Mostly Matson writes from the itch in his body, and says he always has. He likes playing basketball, table tennis, and collecting minerals in the field. He lives in Oakland , California , where along with ex-wife, Gail Ford, he co-parents his early teen-age son, Ezra.
Let the Crazy Child Write! 1998. New World Library.
He leads his merry band of writers to a place of vibrant self-realization; his humor and enthusiasm are as infectious as his wisdom.
~ Joe Quirk, The Ultimate Rush Matson encourages the discovery of what so impassions us to write in the first place ~ the intuitive, the raw, the bloody.
~ Laura Glen Louis
Mainline to the Heart and other poems, 2009. Regent Press
(originally published 1966).
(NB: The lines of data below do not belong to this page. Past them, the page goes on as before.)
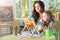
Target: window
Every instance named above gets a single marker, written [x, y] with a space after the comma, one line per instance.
[24, 8]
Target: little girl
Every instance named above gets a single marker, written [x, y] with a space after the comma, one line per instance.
[48, 22]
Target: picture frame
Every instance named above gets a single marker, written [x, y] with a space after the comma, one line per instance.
[6, 13]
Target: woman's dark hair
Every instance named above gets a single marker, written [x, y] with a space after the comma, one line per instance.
[35, 14]
[50, 15]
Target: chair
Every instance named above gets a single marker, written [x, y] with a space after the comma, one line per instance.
[30, 25]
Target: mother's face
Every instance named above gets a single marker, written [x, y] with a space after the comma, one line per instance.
[37, 7]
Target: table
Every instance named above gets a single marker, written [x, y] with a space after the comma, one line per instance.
[13, 37]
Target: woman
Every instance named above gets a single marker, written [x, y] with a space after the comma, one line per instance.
[38, 9]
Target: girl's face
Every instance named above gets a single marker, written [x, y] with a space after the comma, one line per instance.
[45, 17]
[37, 7]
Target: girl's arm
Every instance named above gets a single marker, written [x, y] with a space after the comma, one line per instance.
[54, 25]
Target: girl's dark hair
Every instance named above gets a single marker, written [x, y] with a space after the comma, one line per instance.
[50, 15]
[35, 14]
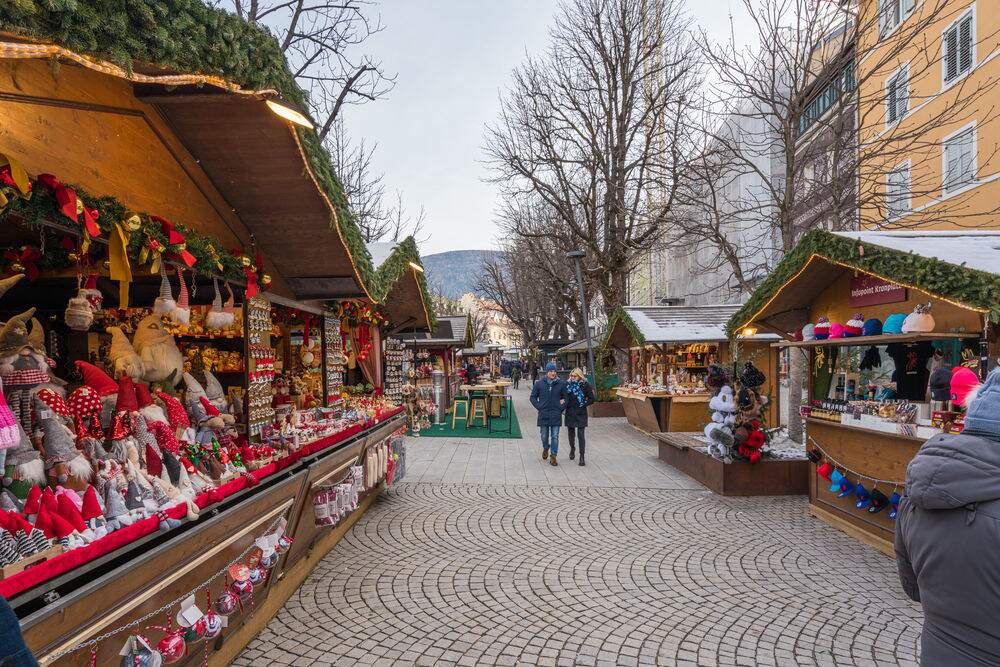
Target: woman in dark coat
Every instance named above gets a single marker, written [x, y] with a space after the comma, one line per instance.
[579, 395]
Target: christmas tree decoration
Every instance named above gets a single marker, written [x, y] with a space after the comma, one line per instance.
[164, 303]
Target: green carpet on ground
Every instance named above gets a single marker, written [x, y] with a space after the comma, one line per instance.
[499, 429]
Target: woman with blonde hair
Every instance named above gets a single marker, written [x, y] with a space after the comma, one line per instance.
[580, 394]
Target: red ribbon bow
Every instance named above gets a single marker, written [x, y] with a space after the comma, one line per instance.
[67, 200]
[174, 238]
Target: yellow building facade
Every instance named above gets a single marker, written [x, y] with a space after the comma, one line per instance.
[928, 103]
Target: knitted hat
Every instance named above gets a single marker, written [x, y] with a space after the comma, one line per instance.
[752, 376]
[91, 505]
[963, 383]
[127, 401]
[164, 304]
[983, 415]
[182, 313]
[872, 327]
[940, 384]
[822, 328]
[97, 379]
[142, 396]
[854, 326]
[894, 324]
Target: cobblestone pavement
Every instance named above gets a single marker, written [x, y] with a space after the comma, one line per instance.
[625, 561]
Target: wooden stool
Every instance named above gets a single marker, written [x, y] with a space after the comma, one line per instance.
[463, 402]
[477, 411]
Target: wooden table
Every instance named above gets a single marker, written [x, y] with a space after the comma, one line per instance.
[662, 412]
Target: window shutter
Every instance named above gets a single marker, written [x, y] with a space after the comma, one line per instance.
[902, 92]
[890, 101]
[951, 54]
[965, 44]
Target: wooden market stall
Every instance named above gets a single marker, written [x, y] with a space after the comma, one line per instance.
[670, 349]
[870, 405]
[114, 172]
[426, 353]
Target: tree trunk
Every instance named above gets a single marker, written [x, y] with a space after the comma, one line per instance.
[798, 369]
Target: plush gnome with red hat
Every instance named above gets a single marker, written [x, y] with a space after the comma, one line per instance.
[161, 359]
[122, 443]
[64, 463]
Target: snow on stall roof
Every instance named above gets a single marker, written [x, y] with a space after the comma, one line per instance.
[685, 324]
[977, 249]
[380, 251]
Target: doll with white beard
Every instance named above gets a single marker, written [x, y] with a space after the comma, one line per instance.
[161, 359]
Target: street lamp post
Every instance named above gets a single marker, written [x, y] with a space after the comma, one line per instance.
[577, 256]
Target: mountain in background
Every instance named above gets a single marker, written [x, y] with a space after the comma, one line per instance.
[455, 272]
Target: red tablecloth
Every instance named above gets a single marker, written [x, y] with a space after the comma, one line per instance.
[65, 562]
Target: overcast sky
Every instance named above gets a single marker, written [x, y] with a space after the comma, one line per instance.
[453, 58]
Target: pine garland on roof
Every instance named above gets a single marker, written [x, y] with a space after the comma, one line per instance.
[952, 281]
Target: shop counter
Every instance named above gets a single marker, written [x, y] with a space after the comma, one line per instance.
[127, 585]
[881, 455]
[662, 412]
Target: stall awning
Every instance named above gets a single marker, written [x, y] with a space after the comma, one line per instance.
[656, 325]
[256, 160]
[400, 286]
[960, 267]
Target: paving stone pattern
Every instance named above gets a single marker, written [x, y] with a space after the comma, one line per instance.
[485, 555]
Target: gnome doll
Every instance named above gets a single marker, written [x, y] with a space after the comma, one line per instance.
[24, 365]
[64, 463]
[122, 444]
[122, 356]
[161, 359]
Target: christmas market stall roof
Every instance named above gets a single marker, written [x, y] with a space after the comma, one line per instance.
[400, 285]
[959, 266]
[450, 331]
[210, 90]
[633, 326]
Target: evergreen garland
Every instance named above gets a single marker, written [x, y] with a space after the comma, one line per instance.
[955, 282]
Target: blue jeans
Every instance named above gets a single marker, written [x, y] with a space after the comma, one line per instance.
[550, 438]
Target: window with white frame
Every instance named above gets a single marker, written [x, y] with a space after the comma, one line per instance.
[897, 95]
[959, 160]
[958, 48]
[897, 192]
[893, 12]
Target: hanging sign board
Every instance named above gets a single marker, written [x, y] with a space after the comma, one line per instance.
[870, 291]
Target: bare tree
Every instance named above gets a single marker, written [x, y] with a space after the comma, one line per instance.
[323, 41]
[780, 125]
[588, 130]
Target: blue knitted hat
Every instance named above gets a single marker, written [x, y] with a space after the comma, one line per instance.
[983, 415]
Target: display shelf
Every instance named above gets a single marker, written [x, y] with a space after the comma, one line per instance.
[882, 339]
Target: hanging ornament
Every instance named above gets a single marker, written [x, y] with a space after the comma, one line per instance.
[137, 652]
[172, 646]
[182, 313]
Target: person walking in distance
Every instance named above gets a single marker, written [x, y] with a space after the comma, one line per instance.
[548, 396]
[579, 394]
[948, 537]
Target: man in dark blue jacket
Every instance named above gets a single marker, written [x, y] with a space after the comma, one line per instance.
[548, 395]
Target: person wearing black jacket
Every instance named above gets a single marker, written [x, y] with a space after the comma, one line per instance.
[579, 395]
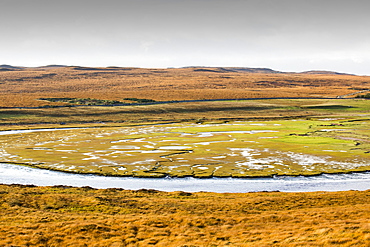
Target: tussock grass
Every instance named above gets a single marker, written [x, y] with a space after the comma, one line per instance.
[66, 216]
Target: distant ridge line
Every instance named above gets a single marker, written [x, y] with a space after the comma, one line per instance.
[5, 67]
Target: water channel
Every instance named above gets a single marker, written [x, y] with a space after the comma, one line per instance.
[15, 174]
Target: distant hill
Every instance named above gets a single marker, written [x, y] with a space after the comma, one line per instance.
[52, 66]
[6, 67]
[9, 67]
[323, 72]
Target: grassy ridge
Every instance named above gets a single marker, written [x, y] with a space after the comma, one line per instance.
[166, 84]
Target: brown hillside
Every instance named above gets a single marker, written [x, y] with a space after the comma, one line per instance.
[116, 83]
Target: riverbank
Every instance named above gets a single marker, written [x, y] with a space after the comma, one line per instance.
[15, 174]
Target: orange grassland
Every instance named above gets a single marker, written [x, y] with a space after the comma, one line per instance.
[24, 87]
[66, 216]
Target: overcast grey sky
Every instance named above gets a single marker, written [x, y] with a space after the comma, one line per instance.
[287, 35]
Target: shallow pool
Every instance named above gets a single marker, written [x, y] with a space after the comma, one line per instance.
[15, 174]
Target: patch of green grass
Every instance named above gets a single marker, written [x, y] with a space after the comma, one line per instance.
[239, 149]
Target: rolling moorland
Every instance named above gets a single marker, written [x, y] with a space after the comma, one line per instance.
[309, 109]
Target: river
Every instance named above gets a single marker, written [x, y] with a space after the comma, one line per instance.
[15, 174]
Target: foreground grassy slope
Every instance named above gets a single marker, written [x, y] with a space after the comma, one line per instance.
[64, 216]
[165, 84]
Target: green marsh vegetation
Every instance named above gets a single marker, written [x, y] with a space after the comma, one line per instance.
[232, 139]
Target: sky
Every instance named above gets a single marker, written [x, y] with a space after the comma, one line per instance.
[285, 35]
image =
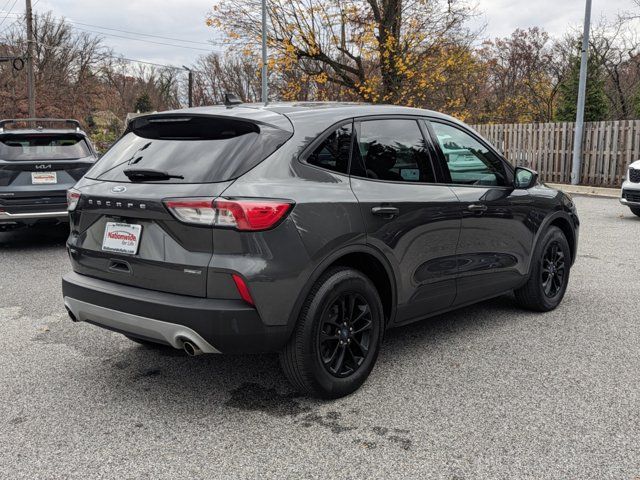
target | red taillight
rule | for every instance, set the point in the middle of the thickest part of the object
(243, 290)
(246, 215)
(73, 197)
(250, 214)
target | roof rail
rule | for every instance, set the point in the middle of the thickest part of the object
(36, 121)
(230, 100)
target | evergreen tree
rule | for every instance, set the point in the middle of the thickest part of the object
(143, 104)
(596, 106)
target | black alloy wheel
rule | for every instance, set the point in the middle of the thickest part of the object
(549, 275)
(337, 338)
(553, 270)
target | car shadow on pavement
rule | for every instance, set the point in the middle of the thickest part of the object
(256, 383)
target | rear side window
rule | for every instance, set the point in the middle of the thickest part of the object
(392, 149)
(42, 147)
(469, 162)
(189, 149)
(333, 153)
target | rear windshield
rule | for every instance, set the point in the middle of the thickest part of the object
(189, 149)
(43, 147)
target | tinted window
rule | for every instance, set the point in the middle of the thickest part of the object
(198, 149)
(333, 152)
(469, 162)
(392, 150)
(43, 147)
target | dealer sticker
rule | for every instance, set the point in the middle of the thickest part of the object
(121, 238)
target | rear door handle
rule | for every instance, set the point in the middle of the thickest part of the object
(477, 207)
(387, 212)
(119, 266)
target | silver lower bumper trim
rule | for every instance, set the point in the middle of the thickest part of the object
(25, 216)
(626, 202)
(171, 333)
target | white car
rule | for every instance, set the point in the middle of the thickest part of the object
(630, 195)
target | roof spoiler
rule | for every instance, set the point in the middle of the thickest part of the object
(37, 122)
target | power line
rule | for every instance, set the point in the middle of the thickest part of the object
(143, 40)
(131, 60)
(9, 12)
(138, 33)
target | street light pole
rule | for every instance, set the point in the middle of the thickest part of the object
(31, 88)
(265, 85)
(582, 88)
(190, 85)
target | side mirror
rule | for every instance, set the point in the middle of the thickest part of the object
(525, 178)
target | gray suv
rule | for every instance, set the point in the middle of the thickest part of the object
(40, 159)
(307, 229)
(630, 195)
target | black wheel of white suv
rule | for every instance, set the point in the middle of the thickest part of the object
(337, 338)
(549, 275)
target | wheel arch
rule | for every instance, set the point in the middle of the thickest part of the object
(563, 221)
(362, 258)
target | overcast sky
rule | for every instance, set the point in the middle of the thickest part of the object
(185, 20)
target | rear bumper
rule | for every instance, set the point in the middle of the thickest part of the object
(61, 215)
(214, 325)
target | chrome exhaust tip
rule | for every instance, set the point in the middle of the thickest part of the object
(191, 349)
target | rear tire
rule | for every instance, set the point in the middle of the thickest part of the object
(549, 276)
(336, 341)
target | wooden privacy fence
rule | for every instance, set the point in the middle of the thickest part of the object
(607, 149)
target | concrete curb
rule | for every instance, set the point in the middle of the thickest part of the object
(587, 190)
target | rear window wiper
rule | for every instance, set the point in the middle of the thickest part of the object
(141, 175)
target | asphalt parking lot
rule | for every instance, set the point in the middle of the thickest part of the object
(485, 392)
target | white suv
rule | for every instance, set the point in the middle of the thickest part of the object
(631, 189)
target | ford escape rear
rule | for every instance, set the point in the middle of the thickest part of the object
(306, 229)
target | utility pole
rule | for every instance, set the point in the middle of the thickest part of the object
(265, 85)
(190, 85)
(31, 87)
(582, 89)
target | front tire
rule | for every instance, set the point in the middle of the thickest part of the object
(337, 338)
(549, 276)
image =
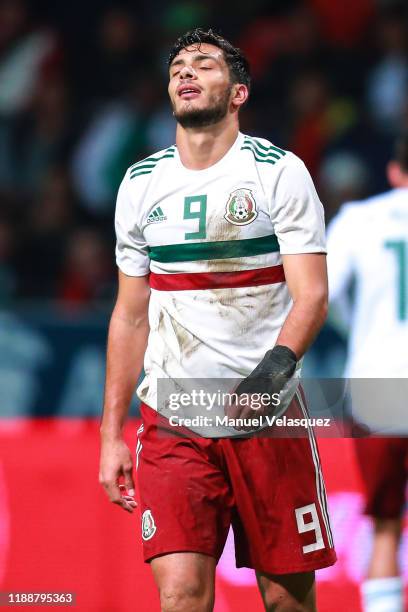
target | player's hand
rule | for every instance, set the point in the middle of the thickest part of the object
(269, 377)
(116, 473)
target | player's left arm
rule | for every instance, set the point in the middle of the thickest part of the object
(298, 219)
(306, 278)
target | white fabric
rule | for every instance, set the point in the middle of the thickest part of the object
(215, 333)
(358, 241)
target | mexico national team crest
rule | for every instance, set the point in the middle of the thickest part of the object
(148, 526)
(241, 207)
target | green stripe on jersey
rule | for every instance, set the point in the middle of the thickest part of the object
(269, 160)
(226, 249)
(262, 153)
(264, 147)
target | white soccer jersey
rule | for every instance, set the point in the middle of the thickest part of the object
(368, 240)
(212, 242)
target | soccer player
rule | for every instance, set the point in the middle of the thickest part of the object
(368, 242)
(222, 274)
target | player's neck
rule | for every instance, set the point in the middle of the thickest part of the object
(204, 147)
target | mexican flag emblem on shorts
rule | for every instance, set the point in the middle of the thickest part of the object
(148, 526)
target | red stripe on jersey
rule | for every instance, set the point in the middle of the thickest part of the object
(217, 280)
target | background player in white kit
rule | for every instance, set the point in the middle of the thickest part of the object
(368, 243)
(221, 250)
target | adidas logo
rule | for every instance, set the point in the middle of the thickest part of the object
(156, 215)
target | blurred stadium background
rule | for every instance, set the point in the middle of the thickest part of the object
(83, 96)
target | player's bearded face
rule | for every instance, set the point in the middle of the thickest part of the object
(200, 86)
(192, 116)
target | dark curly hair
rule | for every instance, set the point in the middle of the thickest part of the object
(236, 61)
Poets Press.
Has the author sacrificed anything or everything to arrive at the toughness he celebrates? It seems he has. It in not angelhood any longer. It is not nature, springing up in the woods at twilight. It is heroin, and the blood he draws.
~ John Wieners, poet
Squish Boots, 2002. Broken Shadow Publications.
Delightful and penetrating at the same time, these poems are a revelation.
~ Susan Griffin, author and poet, Bending Home, Poems Selected and New
Hourglass, 1987. Seagull Press.
Read these poems out loud ~ especially the marvelous running and flying poems ~allow them to lift you into the open.
~ Dr. Shepherd Bliss, Professor of Psychology
Equal in Desire, 1983. ManRoot Press.
Matson's work is powerful and tender. He has a clarity which is deceptive: the seeming simplicity that comes from a thoughtful and complex technique. The poems speak direct to the heart.
~ Diane DiPrima, author and poet Remarkable! How rare poems like these are. How important..open and delicate.